TAIPEI (Taiwan News) – Former Taoyuan County Vice Magistrate Ye Shi-wen handed over NT$4 million (US$133,000) in bribes he received on a construction project in Linkou, New Taipei City, to prosecutors, reports said Tuesday.
Ye was initially detained and immediately sacked as he was accused of accepting NT$16 million (US$532,000) from Farglory Group Chairman Chao Teng-hsiung in return for awarding his company the contract to build low-cost apartments in Pateh, Taoyuan County. He had reportedly asked for NT$26 million (US$866,000).
However, he later also admitted having received money for a similar deal on the Linkou apartment project known as A7.
Media reports said Tuesday that Ye’s attorney had wired the NT$4 million he received for that contract to an account held by the Taipei District Prosecutors Office on Monday.
Admitting to having accepted bribes and paying the money would help Ye obtaining a lighter punishment from the courts, reports said.
Ye, Chao and a close associate at Farglory, Wei Chun-hsiung, were still being held in detention. Tsai Jen-huei, a retired architecture professor who served as an intermediary between the tycoon and the official, was freed on bail July 9 after he accepted to serve as a witness for the prosecution.
Tsai reportedly picked up cash for bribes at a Farglory office in Taipei, stuffed it in a trunk and delivered it to Ye in person.

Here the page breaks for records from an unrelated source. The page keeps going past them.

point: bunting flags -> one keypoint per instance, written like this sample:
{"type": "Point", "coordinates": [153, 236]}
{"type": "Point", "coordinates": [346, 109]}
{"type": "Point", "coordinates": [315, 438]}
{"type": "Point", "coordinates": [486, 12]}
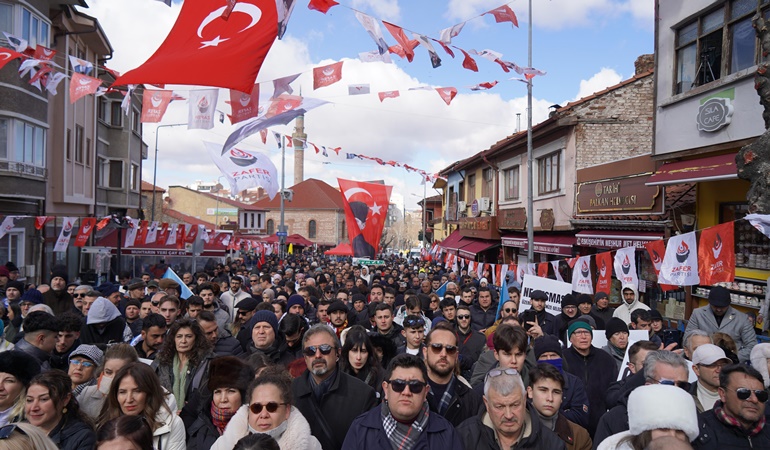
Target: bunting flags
{"type": "Point", "coordinates": [716, 254]}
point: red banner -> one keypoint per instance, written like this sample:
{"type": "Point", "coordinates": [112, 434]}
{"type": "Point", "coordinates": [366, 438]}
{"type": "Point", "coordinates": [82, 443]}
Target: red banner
{"type": "Point", "coordinates": [716, 254]}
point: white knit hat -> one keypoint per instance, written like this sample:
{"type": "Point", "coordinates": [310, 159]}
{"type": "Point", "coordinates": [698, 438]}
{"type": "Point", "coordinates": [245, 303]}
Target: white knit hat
{"type": "Point", "coordinates": [658, 406]}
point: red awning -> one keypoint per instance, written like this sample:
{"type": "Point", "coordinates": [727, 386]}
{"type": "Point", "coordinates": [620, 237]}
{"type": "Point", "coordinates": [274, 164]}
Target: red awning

Last month, Chao, one of the nation’s highest-profile businessmen, tried several times to be freed on bail, but his appeals against his detention were repeatedly defeated. He claimed he had told prosecutors everything he knew about the Pateh case, but they claimed he could still collude with other suspects or escape overseas.
After the Pateh scandal broke, Taoyuan County Magistrate John Wu immediately sacked Ye, who was also expelled from the ruling Kuomintang. Because Ye served in an important position at the Ministry of Interior before he joined the Taoyuan County Government last year, suspicions arose that he might have had a hand in illegal practices surrounding other construction deals. Ye also played a key role in promoting the county’s Aerotropolis project and the “Giant Egg” sports stadium in Taipei, though no corruption allegations have been leveled in those cases yet.